3/31/2008

Lessons from the Depression

The article, Lessons from the Depression, explores Fed Chief Ben Bernanke’s background as a student of the era and how he aims to not repeat mistakes made in the past. Bernanke concluded that the actions taken by the Fed’s to increase interest rates during the depression actually lengthen it. So as a response to our current financial crisis, he has charted a course of lower interest rates despite concerns of inflation and the weakening dollar.

If the supply of money is held constant, a reduction in interest rates should increase the demand for money –causing a rightward shift of the demand curve. This shift in demand should drive prices higher, or in other words, should encourage inflation (all other factors held constant). Is this the price we have to pay to dampen the blow of an all out recession?

4 comments:

Kerlin's said...

No sooner after I had I placed this post, I came across this article http://www.msnbc.msn.com/id/23880336/
announcing a proposal to overhaul the entire US financial regulatory system. Is it just me, but aren't the actions of the Fed more alarming then the speeches they give concerning the state of the economy?

Olivia said...

The guts of the proposed changes are really interesting and I think that there is danger in increasing the regulatory responsibility of the Fed. Milton Friedman makes it clear in “Free to Chose” that the great depression was only magnified by efforts of the loosely organized Reserve System. Here is a link to the Cato Institute’s insights about the new proposal.
http://cato.org/view_ddispatch.php?viewdate=20080331#1

Lily said...

My main problem is people in this country do not know how to save money. Credit card debt keeps getting higher and mortgages are foreclosing. Yet the FED encourages spending with lower rates. Inflation compounds the problem increasing the demand for spending because people can by more today with a dollar than they can tomorrow.

Dr. Tufte said...

-1 on Rearden for poor editing.

I agree with Bernanke's analysis: monetarists have spent the last 40 years arguing that the depression was made worse by contractionary monetary policy.

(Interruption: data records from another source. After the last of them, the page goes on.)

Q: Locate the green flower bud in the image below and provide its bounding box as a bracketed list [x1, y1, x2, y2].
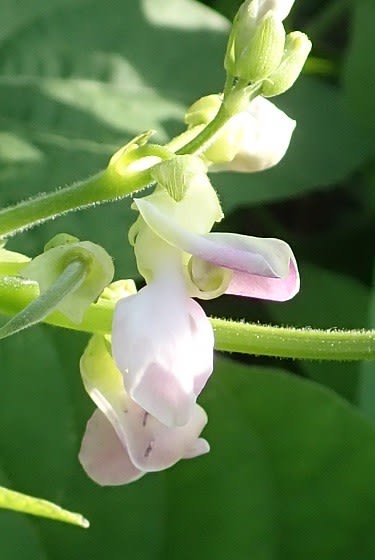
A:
[235, 11, 285, 82]
[185, 94, 222, 127]
[21, 234, 114, 323]
[108, 130, 161, 176]
[0, 247, 30, 276]
[262, 31, 311, 97]
[151, 155, 207, 202]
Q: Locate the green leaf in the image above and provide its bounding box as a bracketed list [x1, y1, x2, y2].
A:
[0, 486, 89, 528]
[163, 359, 375, 560]
[343, 0, 375, 132]
[268, 264, 370, 401]
[0, 327, 78, 498]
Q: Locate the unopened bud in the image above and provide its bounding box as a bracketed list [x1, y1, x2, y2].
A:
[185, 94, 222, 127]
[262, 31, 311, 97]
[235, 11, 285, 82]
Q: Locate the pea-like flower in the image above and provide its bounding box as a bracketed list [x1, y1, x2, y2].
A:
[185, 95, 296, 173]
[79, 336, 209, 485]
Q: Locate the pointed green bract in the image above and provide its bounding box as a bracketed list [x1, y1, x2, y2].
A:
[0, 486, 90, 529]
[22, 237, 114, 323]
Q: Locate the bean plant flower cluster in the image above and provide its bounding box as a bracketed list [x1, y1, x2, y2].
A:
[79, 0, 311, 485]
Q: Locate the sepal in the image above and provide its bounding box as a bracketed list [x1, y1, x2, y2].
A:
[21, 237, 114, 323]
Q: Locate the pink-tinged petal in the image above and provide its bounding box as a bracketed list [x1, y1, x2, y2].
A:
[80, 335, 212, 484]
[225, 258, 300, 301]
[257, 0, 295, 20]
[112, 278, 214, 426]
[209, 96, 296, 173]
[124, 399, 209, 472]
[79, 410, 144, 486]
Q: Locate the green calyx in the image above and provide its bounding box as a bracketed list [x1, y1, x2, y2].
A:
[22, 237, 114, 323]
[261, 31, 312, 97]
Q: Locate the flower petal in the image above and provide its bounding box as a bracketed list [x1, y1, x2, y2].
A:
[132, 200, 299, 301]
[79, 409, 144, 486]
[208, 96, 296, 173]
[80, 336, 209, 476]
[124, 399, 209, 472]
[112, 279, 214, 426]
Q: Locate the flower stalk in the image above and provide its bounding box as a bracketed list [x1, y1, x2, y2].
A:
[0, 276, 375, 361]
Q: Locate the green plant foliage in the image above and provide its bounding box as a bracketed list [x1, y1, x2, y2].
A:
[344, 0, 375, 134]
[269, 265, 370, 401]
[0, 0, 375, 560]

I also think it is a lot harder to figure out what is actually expansionary and contractionary. The evidence from Japan in the 90s is that these things are moving targets: you need to err on the side of being too aggressive.

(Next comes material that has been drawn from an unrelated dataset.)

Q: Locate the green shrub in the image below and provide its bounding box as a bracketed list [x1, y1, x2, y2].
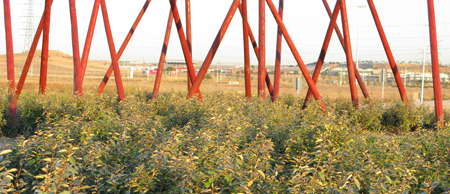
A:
[0, 92, 450, 193]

I worry about the move towards more regulation of financial markets. How exactly did the regulators help prior to mid-March? I'm just not sure it follows that just because they were ignorant before that getting more control can solve that problem. Rather, why don't they try to be less ignorant? It seems to me they could learn a whole lot more about how the derivatives markets work before sticking their hands in and making a mess.